The president of the Australian Medical Association, Dr Michael Gannon, says he is horrified by findings from a survey showing that healthcare practitioners are refusing to treat unvaccinated children.

The findings come from the latest Australian child health poll, a nationally representative survey led by the Royal Children’s hospital in Melbourne, of 1,945 adults with a total of 3,492 children.

The poll found that one in six Australian children who are not up-to-date with their vaccines, either because they’ve never been vaccinated or because their parents have let their vaccines lapse, have been refused treatment by a healthcare provider.

Among children whose parents reported them as not being up-to-date, children under six were most likely to be refused care (25%), followed by 21% of primary school-aged children and 5% of teenagers.

While the poll did not examine how the refusal occurred – for example at the time of booking an appointment or during a consultation – Gannon said children should not be blamed for their parents’ decision to reject the overwhelming evidence in favour of vaccination. “It’s not best practice and it’s not ethical practice,” Gannon said.

“Doctors are duty bound to provide care, regardless of race, religion or lifestyle choices. It’s entirely inappropriate for children to be denied care, despite the understandable concern about having unvaccinated children in the waiting room. I’d be horrified if children were being denied care.”

The director of the child health poll, paediatrician Dr Anthea Rhodes, said it was the first Australian data that examined whether healthcare practitioners were refusing to treat unvaccinated children. While studies from the US have found a similar phenomenon was occurring there, Rhodes said more research was needed into what was happening in Australia.

She said some of the reasons US practitioners gave for refusing care to unvaccinated children were fears of those children carrying infectious diseases that could be passed on to babies too young to be vaccinated against certain diseases or to children who have medical reasons for being unable to receive vaccinations. There were also concerns the unvaccinated children themselves could become infected through exposure to diseases in waiting rooms and clinics.

“The next question to ask of Australian practitioners is why and how did the refusal of care happen,” Rhodes said.

“Whether or not clinicians have a right to refuse care to unvaccinated children has been a debate on the table for some time in the US but it’s the first time we have documented it occurring here in Australia.

“But the best way to get unvaccinated kids vaccinated is to build good relationships with their doctors, not by refusing care.
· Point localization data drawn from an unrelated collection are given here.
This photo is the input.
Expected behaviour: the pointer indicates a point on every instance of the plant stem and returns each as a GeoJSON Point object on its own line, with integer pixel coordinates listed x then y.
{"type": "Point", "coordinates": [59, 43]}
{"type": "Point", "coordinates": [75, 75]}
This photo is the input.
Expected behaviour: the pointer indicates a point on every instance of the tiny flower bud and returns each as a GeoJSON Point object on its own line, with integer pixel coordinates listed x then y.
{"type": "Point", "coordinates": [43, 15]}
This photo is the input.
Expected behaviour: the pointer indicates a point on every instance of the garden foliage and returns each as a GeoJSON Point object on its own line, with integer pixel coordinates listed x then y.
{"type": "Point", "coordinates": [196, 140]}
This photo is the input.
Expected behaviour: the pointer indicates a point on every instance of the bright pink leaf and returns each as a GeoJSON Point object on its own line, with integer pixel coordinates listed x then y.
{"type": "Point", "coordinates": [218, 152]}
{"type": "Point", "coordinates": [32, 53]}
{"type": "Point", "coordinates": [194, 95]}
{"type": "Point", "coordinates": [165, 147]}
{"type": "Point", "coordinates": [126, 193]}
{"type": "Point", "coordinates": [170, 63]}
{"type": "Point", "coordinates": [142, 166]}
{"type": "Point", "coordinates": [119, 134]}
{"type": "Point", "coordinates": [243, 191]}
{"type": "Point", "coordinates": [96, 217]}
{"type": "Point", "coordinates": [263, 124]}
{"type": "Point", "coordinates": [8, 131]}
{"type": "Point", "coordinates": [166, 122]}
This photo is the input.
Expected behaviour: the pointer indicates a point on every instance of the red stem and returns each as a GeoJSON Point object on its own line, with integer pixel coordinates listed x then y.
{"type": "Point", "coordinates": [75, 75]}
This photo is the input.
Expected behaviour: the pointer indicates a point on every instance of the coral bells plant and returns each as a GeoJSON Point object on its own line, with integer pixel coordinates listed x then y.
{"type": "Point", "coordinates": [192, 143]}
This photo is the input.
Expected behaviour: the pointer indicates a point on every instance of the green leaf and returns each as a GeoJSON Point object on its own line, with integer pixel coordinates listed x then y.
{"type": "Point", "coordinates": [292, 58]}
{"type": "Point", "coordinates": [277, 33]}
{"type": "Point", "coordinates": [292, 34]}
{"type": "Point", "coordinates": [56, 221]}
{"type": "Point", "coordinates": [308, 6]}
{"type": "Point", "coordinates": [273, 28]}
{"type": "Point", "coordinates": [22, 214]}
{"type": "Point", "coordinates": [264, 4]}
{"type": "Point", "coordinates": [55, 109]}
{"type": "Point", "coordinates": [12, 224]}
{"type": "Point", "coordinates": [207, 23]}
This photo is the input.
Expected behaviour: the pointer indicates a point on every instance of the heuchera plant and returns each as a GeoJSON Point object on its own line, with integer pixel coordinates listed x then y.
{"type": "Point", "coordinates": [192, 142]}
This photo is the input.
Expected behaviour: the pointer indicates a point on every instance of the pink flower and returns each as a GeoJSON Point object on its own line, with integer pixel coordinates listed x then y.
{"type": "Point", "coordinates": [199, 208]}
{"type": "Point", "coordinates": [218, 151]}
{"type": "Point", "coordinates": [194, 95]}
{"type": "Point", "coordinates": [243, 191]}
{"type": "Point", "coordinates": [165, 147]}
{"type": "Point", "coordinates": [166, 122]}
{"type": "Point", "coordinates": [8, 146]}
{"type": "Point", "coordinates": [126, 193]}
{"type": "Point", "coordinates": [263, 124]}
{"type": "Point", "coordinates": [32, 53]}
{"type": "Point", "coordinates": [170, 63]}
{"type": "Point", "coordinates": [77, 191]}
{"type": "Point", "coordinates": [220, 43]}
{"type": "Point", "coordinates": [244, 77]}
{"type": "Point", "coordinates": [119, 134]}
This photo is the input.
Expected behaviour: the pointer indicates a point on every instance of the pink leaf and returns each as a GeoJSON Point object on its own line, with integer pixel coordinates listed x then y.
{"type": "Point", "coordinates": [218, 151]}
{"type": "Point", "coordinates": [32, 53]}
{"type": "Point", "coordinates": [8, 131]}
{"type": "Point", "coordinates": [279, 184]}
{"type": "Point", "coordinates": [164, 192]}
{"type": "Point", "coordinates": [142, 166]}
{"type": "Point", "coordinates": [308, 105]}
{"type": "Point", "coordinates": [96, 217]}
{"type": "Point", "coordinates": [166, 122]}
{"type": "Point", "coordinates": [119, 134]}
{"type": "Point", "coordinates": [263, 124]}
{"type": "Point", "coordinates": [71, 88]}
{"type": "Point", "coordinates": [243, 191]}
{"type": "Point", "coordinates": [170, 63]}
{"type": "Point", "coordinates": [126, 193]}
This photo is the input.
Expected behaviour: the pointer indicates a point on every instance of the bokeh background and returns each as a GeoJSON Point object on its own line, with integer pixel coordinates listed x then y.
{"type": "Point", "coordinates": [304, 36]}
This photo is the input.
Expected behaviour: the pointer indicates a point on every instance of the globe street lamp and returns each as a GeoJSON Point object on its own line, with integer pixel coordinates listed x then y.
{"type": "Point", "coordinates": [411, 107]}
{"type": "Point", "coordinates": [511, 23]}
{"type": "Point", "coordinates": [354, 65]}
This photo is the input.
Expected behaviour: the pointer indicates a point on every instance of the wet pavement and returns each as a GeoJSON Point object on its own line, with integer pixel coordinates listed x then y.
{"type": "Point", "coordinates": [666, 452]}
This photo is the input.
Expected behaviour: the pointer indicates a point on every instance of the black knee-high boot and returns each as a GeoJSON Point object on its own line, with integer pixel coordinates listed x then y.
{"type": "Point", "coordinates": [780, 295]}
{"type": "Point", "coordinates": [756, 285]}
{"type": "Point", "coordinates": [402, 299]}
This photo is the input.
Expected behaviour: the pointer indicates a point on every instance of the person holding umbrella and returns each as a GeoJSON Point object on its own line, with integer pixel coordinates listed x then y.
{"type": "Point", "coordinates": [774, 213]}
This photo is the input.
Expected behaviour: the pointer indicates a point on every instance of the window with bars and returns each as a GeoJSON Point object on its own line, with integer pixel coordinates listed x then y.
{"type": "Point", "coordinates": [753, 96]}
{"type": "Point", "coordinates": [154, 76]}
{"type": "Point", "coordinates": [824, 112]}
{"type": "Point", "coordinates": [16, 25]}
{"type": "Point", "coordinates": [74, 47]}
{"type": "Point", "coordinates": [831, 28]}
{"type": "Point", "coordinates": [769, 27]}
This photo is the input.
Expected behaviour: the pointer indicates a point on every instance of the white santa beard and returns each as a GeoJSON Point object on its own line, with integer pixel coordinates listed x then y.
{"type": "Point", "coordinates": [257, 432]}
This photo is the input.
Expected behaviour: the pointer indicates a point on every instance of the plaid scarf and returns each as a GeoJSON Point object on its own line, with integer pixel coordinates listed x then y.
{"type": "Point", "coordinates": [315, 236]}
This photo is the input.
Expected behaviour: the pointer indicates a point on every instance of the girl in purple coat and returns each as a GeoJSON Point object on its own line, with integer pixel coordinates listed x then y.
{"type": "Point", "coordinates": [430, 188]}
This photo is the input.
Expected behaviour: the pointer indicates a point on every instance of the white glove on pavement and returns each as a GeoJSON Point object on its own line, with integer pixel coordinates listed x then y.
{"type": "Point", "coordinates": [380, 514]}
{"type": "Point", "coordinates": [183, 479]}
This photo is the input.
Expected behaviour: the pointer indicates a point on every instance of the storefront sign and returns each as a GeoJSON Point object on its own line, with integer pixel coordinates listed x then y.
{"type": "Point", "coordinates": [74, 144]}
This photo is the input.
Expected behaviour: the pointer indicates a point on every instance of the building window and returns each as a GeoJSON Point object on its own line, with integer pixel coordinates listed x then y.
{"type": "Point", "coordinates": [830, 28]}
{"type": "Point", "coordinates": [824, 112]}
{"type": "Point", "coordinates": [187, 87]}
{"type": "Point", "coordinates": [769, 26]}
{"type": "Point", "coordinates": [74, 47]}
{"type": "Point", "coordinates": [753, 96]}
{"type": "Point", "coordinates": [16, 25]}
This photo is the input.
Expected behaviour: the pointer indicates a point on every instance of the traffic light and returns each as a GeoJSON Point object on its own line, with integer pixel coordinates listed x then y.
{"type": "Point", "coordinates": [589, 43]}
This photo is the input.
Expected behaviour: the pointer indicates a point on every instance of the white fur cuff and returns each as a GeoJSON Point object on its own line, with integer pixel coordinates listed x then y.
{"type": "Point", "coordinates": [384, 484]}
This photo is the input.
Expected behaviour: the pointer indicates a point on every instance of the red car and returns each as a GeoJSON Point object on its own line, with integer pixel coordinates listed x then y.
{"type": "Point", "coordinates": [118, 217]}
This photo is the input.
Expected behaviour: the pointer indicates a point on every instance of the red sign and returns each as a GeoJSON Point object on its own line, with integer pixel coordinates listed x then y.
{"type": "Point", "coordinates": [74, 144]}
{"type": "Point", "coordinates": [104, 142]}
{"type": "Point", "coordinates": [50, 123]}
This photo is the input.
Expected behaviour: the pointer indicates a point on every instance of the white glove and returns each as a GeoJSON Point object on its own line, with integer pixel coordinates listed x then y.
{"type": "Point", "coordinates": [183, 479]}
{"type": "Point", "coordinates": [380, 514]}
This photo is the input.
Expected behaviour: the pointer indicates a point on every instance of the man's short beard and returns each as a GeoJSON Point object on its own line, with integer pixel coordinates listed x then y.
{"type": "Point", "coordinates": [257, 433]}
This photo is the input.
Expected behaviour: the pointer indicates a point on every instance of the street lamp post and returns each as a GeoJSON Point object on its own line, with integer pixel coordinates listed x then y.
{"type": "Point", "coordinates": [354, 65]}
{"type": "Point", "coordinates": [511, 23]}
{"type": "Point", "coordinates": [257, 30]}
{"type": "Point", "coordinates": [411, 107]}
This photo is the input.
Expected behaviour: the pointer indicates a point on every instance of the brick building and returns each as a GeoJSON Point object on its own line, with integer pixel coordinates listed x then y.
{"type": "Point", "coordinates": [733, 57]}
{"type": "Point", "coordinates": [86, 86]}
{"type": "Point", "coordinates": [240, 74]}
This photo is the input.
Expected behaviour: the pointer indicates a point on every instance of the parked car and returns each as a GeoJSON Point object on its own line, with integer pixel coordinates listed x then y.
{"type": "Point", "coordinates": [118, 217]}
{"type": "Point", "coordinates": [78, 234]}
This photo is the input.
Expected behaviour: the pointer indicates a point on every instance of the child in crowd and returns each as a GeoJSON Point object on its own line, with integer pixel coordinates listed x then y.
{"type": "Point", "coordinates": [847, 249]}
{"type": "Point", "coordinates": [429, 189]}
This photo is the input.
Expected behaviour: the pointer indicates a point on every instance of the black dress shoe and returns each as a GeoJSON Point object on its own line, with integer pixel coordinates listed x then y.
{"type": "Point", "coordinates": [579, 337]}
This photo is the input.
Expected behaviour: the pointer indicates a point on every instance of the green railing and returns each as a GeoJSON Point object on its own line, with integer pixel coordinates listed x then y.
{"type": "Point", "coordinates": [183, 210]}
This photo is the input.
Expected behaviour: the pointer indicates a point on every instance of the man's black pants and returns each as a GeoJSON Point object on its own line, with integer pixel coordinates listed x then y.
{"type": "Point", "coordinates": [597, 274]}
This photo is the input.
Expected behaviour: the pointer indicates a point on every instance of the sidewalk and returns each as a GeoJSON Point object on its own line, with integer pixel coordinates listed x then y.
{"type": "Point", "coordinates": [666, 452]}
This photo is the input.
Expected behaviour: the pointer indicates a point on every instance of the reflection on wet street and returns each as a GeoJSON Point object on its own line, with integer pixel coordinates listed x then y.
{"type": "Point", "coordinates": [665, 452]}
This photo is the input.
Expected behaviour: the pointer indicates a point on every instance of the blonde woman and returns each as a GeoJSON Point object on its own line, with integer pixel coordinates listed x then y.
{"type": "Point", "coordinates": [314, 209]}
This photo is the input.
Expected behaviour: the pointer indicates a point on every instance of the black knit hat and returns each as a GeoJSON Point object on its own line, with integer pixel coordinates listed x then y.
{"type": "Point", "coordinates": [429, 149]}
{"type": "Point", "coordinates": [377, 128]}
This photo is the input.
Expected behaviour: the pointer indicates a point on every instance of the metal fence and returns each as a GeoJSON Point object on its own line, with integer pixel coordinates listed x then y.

It is important we remember that engagement with healthcare is the way to support these parents to vaccinate their children and to accept the overwhelming evidence that vaccines save lives.”

The poll also found that 74% of parents believed they should be informed about the number of children not up-to-date with vaccines in their child’s school, kindergarten or childcare centre; that seven out of 10 parents said that knowing the percentage of under-vaccinated children in a school or centre would influence their decision to send their child to that facility; and that nearly three-quarters of parents support a “no jab, no play” policy, believing children who are not up-to-date with vaccines should be refused access to childcare or kindergarten.

Rhodes also found many 47% of parents were confused about whether to delay vaccines when a child had a minor illness. Many incorrectly believed vaccination should be delayed in a well child on antibiotics, and one in five believed vaccination should be delayed in a child who had a reaction to a previous vaccine at the site of the injection, such as swelling or redness.

“Parents should really see their doctor or child healthcare nurse before deciding to delay a vaccination,” Rhodes said.